7. Stop here. You may continue and deploy to ACI from this notebook, but we will cover deployment in the afternoon.
13:00-14:50 Distributed training with Horovod on AML Compute, explore AML Workspace
1. Open sample notebook distributed-pytorch-with-horovod.ipynb under how-to-use-azureml/training-with-deep-learning/distributed-pytorch-with-horovod (find this notebook from your notebook environment)
2. Run all: consider using 4 nodes when available instead of 2 as node_count.
3. Questions and answers, or proceed to the next step.
15:00-16:50 Create container images, deploy to Azure Container Instance (and/or Azure Kubernetes Service)
1. We will continue from morning's sample, train-hyperparameter-tune-deploy-with-keras.ipynb. Open the notebook, and run the latter part, creating container image and deploying to ACI.

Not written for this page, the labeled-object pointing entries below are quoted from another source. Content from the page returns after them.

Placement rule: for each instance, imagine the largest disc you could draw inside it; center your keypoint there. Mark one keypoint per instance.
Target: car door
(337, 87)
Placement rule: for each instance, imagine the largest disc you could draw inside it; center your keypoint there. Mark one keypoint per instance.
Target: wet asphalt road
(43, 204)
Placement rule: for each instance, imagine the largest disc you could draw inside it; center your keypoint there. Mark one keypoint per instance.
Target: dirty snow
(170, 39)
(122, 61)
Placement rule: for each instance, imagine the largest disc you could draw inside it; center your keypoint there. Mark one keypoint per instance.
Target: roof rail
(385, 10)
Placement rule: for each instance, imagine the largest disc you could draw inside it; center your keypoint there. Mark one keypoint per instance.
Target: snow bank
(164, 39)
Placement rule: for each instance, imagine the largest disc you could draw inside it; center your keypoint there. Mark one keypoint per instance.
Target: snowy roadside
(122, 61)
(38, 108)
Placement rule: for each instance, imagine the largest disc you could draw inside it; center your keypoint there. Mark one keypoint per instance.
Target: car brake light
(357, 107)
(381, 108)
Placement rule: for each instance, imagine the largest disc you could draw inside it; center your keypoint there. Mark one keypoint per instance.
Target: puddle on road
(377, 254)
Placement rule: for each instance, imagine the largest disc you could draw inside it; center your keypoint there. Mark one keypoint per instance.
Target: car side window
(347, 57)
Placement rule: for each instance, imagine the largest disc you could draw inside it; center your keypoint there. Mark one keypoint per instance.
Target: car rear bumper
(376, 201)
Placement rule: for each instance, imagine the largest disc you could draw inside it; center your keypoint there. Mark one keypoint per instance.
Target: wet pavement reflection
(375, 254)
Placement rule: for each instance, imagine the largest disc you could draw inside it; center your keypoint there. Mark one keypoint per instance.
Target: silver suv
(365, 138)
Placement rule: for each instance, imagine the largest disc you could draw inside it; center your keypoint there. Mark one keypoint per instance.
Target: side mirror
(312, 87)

2. Explore Workspace from Azure Portal.
3. Refresh the concepts of MLOps from concept-model-management-and-deployment
- If time permits, try below contents in addition:
  - Build 2019 updates: New Azure Machine Learning updates simplify and accelerate the ML lifecycle
  - visual-interface (preview)
  - automated ml with GUI (preview)
  - interpretability-explainability
  - onnx
  - fpga
  - pipelines
  - Enterprise Readiness
  - Distributed Training with SR-IOV
  - DeepSpeed
  - Model Inference Optimization (private)
  - custom vision
- Running AML SDK on Azure Databricks
  - Set up Azure Databricks using this guide
  - Create a cluster, and import the sample notebook.
  - Install azureml-sdk[automl_databricks] if needed.
  - Run samples.
    - For Automated ML sample, set max_concurrent_iterations to the number of worker nodes.
- And check out MLOps. This will be covered in Day 3, but will be good if we can get familiar with key concepts earlier.
17:00-17:50 Questions and answers